Podcast: Those hellish SBC sexual-abuse stories? They may be coming to a zip code near you

There’s an old saying in the real estate business about properties that get hot and then sell quickly: “Location, location, location.”

That’s precisely where we are right now with the sexual-abuse scandal that looms over the core institutions of the giant, complex, sprawling Southern Baptist Convention.

Where is the story heating up right now? Where is the story going in the future? The answer to both of those questions is: “Location, location, location.” This is true with current events (and events yet to come) and it’s also true with the must-read coverage of this big story. We focused on both sides of that equation during this week’s GetReligion podcast (CLICK HERE to tune that in).

First, let’s talk about the journalism behind this story, which has been building for several years now (see this Bobby Ross, Jr., “Plug-In” update for a starter). Everything begins in Texas and Tennessee and reporters there who are doing the heavy lifting — in Nashville and Houston, to be specific. You can see this, ironically, in this Washington Post story: “How two Texas newspapers broke open the Southern Baptist sex scandal.” Here is the overture:

Houston Chronicle city hall reporter Robert Downen was on the night shift one evening in 2018, just a few months into the job, when something caught his attention.

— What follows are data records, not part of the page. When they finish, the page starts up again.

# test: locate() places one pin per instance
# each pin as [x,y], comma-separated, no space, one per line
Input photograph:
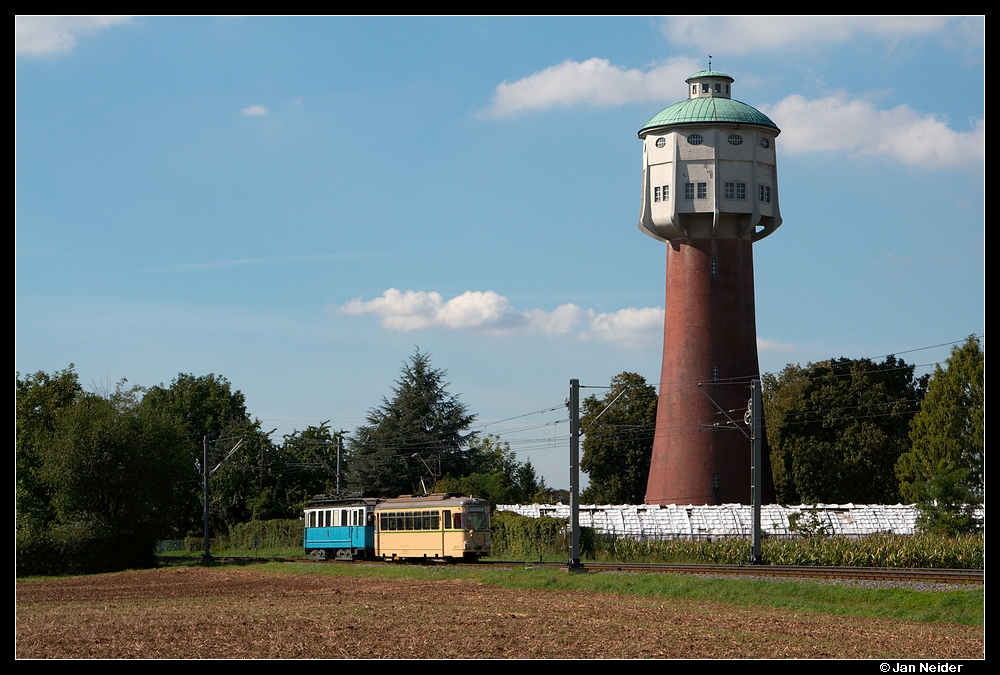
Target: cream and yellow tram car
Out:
[438,526]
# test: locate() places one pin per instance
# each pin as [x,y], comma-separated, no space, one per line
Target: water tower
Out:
[709,190]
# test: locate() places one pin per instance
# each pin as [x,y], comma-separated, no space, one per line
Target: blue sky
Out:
[298,203]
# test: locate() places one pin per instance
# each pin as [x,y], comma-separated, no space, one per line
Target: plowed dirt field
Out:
[237,613]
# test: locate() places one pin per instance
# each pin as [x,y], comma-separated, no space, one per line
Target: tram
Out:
[438,526]
[342,528]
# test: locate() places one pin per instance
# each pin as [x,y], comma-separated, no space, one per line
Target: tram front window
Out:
[478,521]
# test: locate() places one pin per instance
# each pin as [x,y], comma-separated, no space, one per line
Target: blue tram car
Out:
[342,528]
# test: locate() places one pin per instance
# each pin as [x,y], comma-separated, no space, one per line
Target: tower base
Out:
[700,455]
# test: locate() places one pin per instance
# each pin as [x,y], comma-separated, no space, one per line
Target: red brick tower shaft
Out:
[709,339]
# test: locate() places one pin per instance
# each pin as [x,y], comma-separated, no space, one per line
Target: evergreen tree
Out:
[422,426]
[618,441]
[943,471]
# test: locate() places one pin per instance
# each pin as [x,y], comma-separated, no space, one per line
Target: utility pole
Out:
[206,557]
[756,434]
[574,474]
[340,457]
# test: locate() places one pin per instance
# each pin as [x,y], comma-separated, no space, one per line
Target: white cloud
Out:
[744,34]
[595,82]
[490,312]
[631,327]
[836,123]
[42,35]
[765,345]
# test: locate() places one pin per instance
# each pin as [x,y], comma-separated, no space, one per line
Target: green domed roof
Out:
[708,110]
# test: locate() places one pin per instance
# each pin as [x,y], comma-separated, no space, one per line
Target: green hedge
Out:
[522,538]
[81,547]
[270,534]
[879,550]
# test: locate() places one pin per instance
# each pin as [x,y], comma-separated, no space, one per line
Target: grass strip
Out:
[961,606]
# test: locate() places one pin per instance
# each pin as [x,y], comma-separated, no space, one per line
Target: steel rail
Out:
[925,574]
[952,576]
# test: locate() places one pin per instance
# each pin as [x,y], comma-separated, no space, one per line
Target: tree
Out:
[496,476]
[422,423]
[38,400]
[110,466]
[304,465]
[209,406]
[618,441]
[837,428]
[943,472]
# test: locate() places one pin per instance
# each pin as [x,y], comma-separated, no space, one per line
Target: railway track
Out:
[789,571]
[929,575]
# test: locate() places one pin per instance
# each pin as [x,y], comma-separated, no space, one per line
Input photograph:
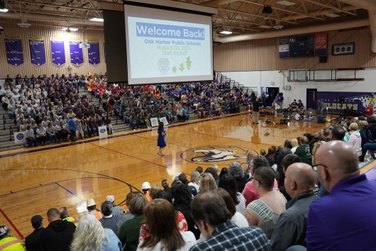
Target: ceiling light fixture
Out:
[285,3]
[331,15]
[96,19]
[69,29]
[267,9]
[264,26]
[226,32]
[278,26]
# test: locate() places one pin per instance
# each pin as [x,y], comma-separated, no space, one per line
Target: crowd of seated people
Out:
[43,105]
[285,194]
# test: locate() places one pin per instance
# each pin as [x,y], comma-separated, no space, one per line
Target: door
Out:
[311,99]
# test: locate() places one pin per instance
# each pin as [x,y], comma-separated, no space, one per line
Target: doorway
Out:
[271,93]
[311,99]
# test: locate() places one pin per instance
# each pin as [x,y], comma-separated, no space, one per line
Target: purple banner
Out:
[13,48]
[93,52]
[58,52]
[283,48]
[340,102]
[77,57]
[37,53]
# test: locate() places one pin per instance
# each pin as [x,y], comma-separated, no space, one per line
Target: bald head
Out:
[338,155]
[300,178]
[336,161]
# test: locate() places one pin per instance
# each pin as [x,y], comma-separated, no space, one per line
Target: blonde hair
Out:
[89,234]
[207,183]
[353,126]
[294,142]
[362,124]
[195,177]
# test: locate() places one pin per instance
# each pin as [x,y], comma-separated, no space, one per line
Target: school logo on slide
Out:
[209,154]
[164,65]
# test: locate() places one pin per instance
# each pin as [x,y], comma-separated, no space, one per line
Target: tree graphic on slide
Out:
[188,63]
[181,68]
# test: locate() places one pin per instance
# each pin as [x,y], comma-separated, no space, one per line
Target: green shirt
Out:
[129,232]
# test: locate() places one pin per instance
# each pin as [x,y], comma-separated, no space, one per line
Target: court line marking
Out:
[97,138]
[11,223]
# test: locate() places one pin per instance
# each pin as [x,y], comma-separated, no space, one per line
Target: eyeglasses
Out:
[314,167]
[256,179]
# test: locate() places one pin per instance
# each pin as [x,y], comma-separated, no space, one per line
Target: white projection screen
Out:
[165,46]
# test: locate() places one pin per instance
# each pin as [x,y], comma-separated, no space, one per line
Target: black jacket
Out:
[58,236]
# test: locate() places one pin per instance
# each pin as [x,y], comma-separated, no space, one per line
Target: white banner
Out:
[102,131]
[164,120]
[19,138]
[155,121]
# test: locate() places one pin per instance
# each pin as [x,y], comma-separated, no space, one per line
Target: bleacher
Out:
[8,127]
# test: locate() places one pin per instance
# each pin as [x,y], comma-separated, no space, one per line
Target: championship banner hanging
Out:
[19,138]
[75,48]
[37,52]
[57,52]
[13,48]
[93,52]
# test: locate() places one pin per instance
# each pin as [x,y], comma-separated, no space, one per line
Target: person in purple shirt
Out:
[345,218]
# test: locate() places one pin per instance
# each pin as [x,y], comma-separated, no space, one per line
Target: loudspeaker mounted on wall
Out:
[343,49]
[323,59]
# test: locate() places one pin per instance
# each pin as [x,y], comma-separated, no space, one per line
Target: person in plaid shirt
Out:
[212,217]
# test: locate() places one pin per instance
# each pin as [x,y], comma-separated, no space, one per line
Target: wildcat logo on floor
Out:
[216,154]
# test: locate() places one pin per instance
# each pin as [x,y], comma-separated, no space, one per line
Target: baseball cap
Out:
[36,219]
[4,230]
[110,198]
[146,185]
[90,202]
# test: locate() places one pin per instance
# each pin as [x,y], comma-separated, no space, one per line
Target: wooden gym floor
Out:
[36,179]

Scrolling through an online federal court docket, he spotted a lawsuit that accused Paul Pressler, a prominent former judge and leader of the Southern Baptist Convention, of sexual assault. While the case had been previously reported, newly filed documents painted an even more damning picture, including the revelation that Pressler had previously agreed to pay his accuser $450,000. Downen, then 25, probed more deeply and discovered other survivors of church abuse, who made it clear to him, he recalled, that “if you think this problem is confined to one leader, we have quite a bit to show you.”

Downen’s ever-growing spreadsheet of cases soon inspired a larger reporting effort to quantify the scope of sex abuse within the massive Protestant denomination. Journalists at the Chronicle and the San Antonio Express-News teamed up to create a database of cases involving nearly 300 church leaders and more than 700 victims for their landmark 2019 “Abuse of Faith” series.

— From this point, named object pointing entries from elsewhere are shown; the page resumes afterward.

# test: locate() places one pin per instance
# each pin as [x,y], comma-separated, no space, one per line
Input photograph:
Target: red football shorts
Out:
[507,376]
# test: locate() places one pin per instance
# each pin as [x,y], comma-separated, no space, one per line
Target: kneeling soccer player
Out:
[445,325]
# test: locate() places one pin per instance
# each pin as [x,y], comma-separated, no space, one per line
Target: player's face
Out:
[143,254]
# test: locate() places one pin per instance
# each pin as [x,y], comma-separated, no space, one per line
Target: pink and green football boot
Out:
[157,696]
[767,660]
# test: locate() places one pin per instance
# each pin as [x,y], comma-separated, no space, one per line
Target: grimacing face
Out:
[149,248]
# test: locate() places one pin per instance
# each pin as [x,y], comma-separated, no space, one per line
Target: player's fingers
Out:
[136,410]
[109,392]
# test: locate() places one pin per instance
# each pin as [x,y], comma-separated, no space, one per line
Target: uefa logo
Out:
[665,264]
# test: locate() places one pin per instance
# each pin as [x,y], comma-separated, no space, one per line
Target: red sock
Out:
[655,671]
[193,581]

A wave of outrage in response to the series rocked the Southern Baptist Convention, prompting its Executive Committee to hire an outside firm to investigate.

Sexual-abuse accusations against Pressler had been rumbling for decades behind closed doors and in locked-tight legal proceedings. I first heard about them in the early 1980s, through a well-placed contact at CBS News, when I first hit the religion beat at The Charlotte News. There was smoke, but no one could get to the fire. The fact that this SBC giant’s accusers were young males only added to the tension.

If you know SBC life — I grew up as a Texas Baptist preacher’s kid and my whole family has Baylor University ties — then you may know this old saying: Texas is the wallet on which the SBC sits.